In-Context Learning

Show a model three examples, and it learns the task on the spot — without any weight updates. This is one of the strangest properties of transformers.

38 min · Reviewed 2026

Learning Without Training

In-context learning (ICL) is a model's ability to acquire a new task from examples shown in its prompt, without any gradient updates. GPT-3's 2020 paper was the breakthrough: show the model three examples of a task, and it would continue the pattern for new inputs.

Few-shot in-context learning example:

English: The cat sat on the mat.
Pirate:  The scallywag perched on yonder rug.

English: I love pizza.
Pirate:  Arr, me heart beats for pizza pie!

English: Where is the library?
Pirate:

(the model continues the pattern it inferred)No fine-tuning.
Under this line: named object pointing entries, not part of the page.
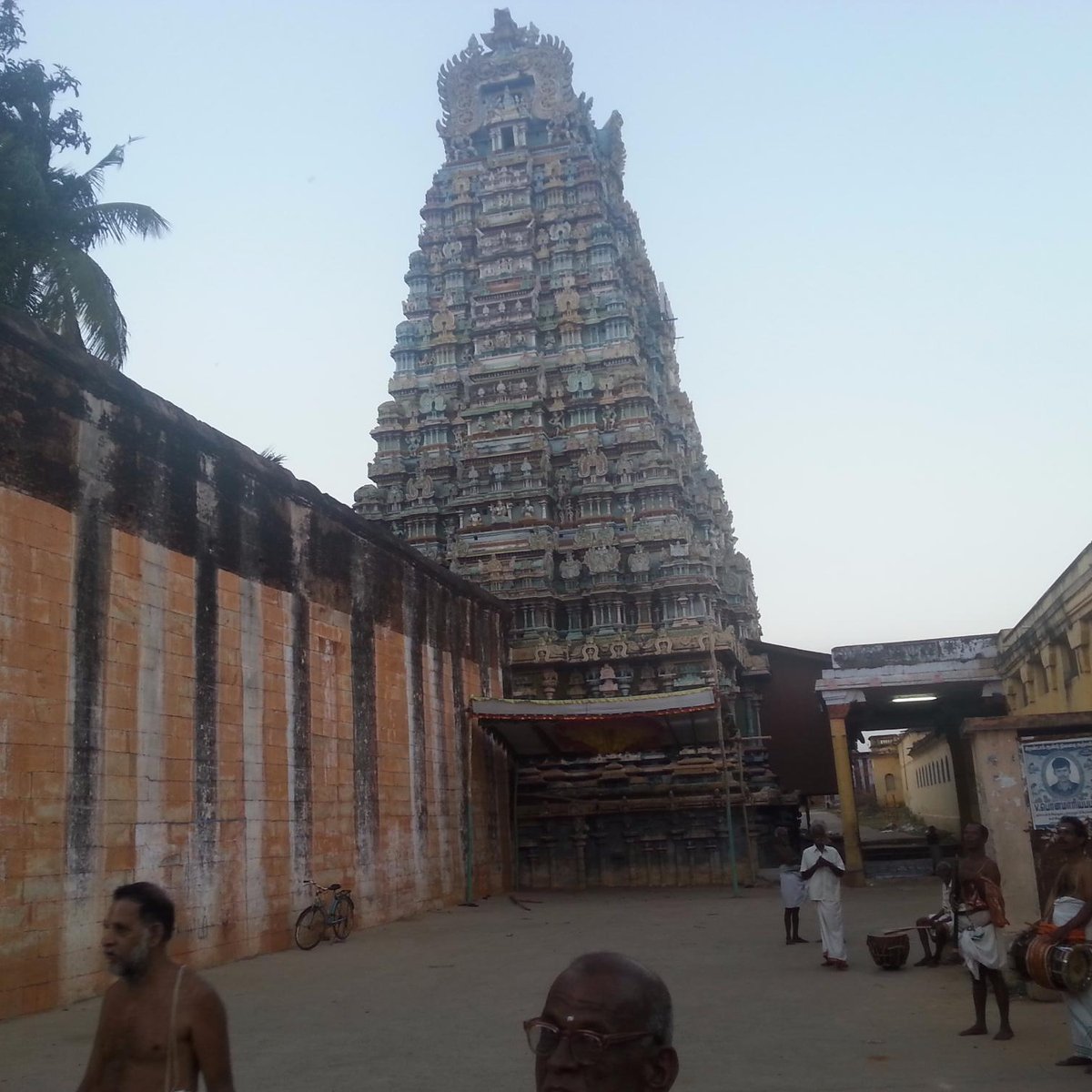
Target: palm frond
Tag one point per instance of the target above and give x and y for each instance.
(79, 301)
(117, 219)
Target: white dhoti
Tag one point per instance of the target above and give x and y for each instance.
(1079, 1006)
(980, 944)
(793, 889)
(831, 931)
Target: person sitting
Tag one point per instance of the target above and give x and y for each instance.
(938, 926)
(606, 1026)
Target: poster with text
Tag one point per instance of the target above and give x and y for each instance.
(1058, 774)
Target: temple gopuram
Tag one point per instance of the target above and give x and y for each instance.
(538, 442)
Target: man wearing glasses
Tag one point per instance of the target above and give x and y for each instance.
(606, 1026)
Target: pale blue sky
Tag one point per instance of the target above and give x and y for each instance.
(873, 219)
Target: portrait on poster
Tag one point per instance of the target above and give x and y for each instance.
(1058, 774)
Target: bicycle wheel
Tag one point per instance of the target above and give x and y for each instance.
(343, 917)
(310, 925)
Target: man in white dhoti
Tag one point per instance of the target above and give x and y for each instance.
(1068, 911)
(823, 868)
(980, 913)
(793, 889)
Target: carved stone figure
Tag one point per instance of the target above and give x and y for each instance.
(569, 567)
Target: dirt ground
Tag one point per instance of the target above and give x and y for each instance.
(436, 1003)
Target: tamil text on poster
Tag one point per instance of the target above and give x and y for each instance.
(1059, 780)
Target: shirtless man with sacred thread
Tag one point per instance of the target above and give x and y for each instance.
(161, 1026)
(1068, 911)
(980, 915)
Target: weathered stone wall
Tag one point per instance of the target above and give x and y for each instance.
(217, 678)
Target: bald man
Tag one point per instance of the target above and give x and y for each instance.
(606, 1026)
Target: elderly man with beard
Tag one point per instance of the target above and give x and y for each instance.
(161, 1026)
(606, 1026)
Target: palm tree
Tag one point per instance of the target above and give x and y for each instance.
(71, 292)
(50, 217)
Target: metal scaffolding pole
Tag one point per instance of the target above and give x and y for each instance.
(724, 764)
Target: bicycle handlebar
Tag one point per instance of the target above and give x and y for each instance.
(320, 889)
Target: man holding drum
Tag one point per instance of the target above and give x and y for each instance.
(1068, 911)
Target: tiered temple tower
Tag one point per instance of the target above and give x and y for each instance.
(538, 440)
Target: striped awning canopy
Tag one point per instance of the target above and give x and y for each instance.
(602, 725)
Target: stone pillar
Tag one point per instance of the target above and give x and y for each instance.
(838, 710)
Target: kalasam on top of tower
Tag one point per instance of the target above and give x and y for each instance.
(538, 440)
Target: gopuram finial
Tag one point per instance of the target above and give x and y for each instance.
(506, 36)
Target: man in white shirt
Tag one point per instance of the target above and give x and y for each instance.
(823, 867)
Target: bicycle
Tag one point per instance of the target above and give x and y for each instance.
(312, 922)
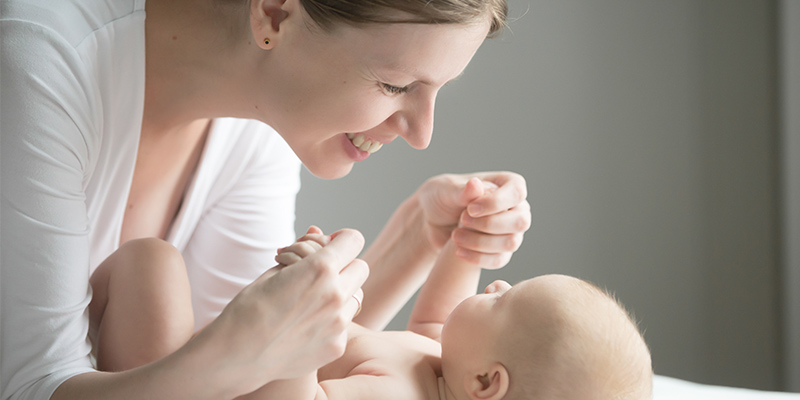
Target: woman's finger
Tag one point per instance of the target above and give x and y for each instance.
(319, 238)
(511, 191)
(353, 307)
(344, 247)
(353, 276)
(514, 220)
(484, 260)
(485, 243)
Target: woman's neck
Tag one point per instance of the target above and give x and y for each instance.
(197, 58)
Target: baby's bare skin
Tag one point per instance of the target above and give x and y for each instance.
(401, 365)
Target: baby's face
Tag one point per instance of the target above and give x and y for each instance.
(484, 319)
(552, 311)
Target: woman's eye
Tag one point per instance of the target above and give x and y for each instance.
(394, 89)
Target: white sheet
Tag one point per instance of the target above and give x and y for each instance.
(665, 388)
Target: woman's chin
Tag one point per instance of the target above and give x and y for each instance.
(330, 172)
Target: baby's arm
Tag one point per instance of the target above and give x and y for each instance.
(451, 280)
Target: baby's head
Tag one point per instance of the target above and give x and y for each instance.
(550, 337)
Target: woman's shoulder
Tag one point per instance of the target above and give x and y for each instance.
(70, 20)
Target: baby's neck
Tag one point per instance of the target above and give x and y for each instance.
(444, 391)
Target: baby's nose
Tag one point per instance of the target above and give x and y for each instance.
(497, 286)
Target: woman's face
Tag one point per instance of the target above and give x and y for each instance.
(332, 92)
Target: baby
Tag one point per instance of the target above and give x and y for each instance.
(550, 337)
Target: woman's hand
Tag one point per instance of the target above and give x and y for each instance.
(292, 320)
(485, 214)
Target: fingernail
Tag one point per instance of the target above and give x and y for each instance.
(474, 209)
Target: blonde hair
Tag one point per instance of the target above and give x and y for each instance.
(551, 358)
(328, 13)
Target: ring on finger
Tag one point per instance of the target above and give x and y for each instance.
(359, 305)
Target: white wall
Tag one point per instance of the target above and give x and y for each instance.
(790, 84)
(647, 134)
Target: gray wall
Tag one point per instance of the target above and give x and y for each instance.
(647, 131)
(790, 144)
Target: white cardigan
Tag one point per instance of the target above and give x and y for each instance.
(71, 106)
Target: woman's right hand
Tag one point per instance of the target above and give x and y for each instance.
(292, 320)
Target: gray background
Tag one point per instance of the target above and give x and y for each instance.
(654, 137)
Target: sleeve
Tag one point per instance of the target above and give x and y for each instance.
(44, 159)
(250, 215)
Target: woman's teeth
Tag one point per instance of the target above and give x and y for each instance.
(364, 144)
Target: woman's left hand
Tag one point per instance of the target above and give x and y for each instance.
(485, 214)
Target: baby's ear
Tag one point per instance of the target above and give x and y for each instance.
(491, 384)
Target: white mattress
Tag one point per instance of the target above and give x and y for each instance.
(665, 388)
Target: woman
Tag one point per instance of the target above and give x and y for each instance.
(114, 129)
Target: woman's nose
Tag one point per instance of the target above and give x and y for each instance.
(416, 126)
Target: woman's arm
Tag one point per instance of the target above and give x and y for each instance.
(485, 230)
(290, 321)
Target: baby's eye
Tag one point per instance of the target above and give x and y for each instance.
(394, 89)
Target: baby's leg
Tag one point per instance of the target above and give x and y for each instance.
(141, 308)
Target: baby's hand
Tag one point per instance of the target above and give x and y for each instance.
(308, 244)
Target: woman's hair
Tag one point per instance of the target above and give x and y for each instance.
(328, 13)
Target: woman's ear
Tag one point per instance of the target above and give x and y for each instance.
(266, 17)
(491, 384)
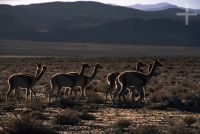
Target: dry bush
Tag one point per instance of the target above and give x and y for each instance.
(122, 123)
(86, 116)
(145, 130)
(25, 125)
(68, 117)
(189, 120)
(36, 115)
(8, 106)
(35, 106)
(94, 97)
(65, 103)
(179, 128)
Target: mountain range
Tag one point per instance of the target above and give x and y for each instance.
(98, 23)
(153, 7)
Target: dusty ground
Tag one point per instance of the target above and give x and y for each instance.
(171, 95)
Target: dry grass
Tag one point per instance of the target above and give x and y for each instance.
(171, 94)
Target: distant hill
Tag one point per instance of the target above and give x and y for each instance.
(96, 22)
(153, 7)
(130, 31)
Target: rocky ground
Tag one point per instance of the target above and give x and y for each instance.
(173, 99)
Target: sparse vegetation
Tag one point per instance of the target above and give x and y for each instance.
(94, 97)
(122, 123)
(86, 116)
(25, 125)
(169, 97)
(146, 130)
(189, 120)
(68, 117)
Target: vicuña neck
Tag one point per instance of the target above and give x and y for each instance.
(151, 72)
(94, 72)
(40, 75)
(82, 70)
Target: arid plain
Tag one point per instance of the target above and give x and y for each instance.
(172, 95)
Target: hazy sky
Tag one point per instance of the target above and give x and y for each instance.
(191, 3)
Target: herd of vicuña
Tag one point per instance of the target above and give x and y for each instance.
(119, 83)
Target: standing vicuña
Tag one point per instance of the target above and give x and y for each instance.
(83, 67)
(71, 81)
(26, 81)
(135, 79)
(112, 77)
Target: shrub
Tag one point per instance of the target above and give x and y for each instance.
(86, 116)
(123, 123)
(94, 97)
(145, 130)
(36, 106)
(8, 106)
(68, 117)
(189, 120)
(25, 125)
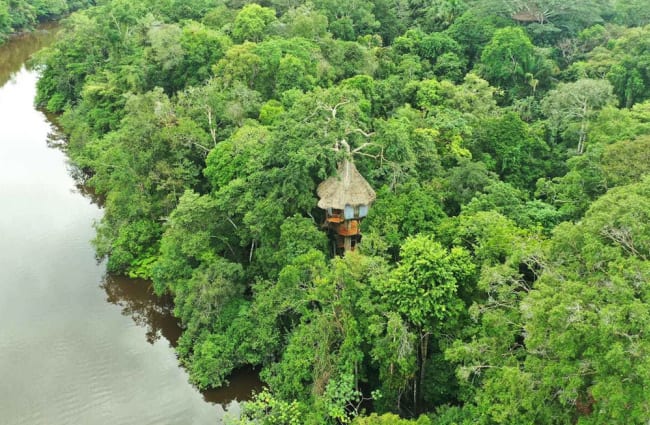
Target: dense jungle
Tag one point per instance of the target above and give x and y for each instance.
(504, 272)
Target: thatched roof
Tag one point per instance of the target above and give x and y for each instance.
(348, 187)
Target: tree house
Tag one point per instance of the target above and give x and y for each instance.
(346, 198)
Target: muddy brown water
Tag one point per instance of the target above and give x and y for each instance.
(76, 346)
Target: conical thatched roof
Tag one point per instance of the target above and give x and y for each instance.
(348, 187)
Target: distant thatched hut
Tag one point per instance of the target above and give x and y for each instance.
(346, 198)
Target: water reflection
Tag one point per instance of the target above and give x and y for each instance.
(14, 54)
(137, 301)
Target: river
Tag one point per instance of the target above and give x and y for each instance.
(76, 346)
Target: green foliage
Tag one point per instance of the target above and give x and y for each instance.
(206, 127)
(512, 62)
(252, 22)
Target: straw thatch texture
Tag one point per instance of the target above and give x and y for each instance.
(348, 187)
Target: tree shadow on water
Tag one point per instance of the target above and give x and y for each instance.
(136, 299)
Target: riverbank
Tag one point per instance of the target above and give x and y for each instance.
(71, 350)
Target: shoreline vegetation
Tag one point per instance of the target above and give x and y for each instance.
(22, 16)
(503, 273)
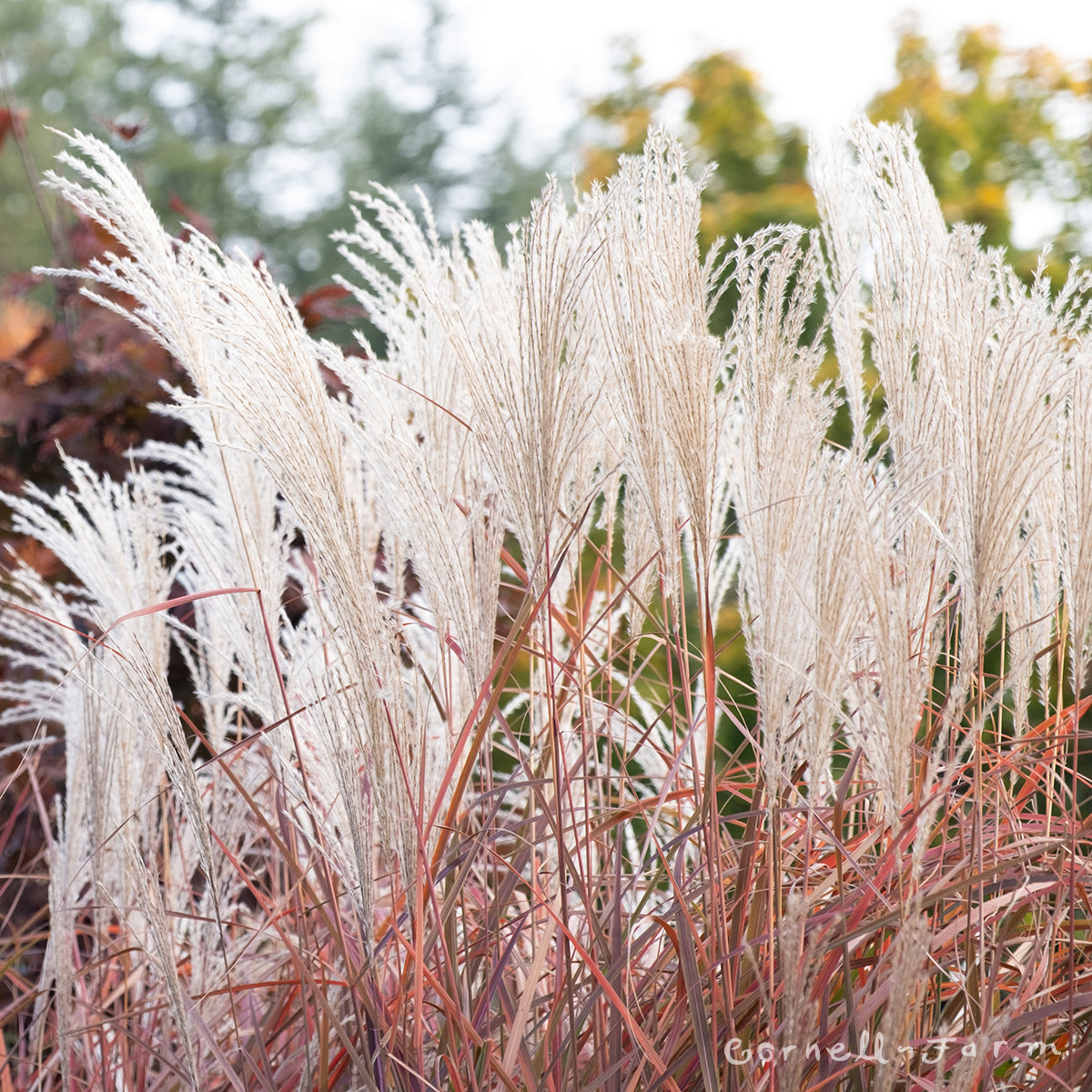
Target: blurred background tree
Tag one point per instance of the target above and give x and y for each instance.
(1009, 128)
(1007, 131)
(205, 103)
The model learns the 'English-to-pirate' mapping from the examples in the prompt.

Why it matters

No training required for new tasks
Adapts at runtime based on what you show
Works for tasks that did not exist when the model was trained
Lets non-ML users customize behavior with text alone

What is really happening inside

Research has shown that transformers can implement something like gradient descent in their attention layers, using the in-context examples as 'training data' for a short forward-pass 'optimization.' The model is doing a kind of learning — it just lives in the forward pass, not in the weights.

When ICL fails

Tasks far from pretraining distribution — few-shot cannot invent new capabilities
Examples in the prompt are noisy or inconsistent
Context window runs out before you can include enough examples
The model pattern-matches to a memorized template instead of the actual mapping

Our largest model, GPT-3, with 175 billion parameters, achieves strong performance on many NLP datasets, including translation, question-answering, and cloze tasks.
— Brown et al., Language Models are Few-Shot Learners (2020)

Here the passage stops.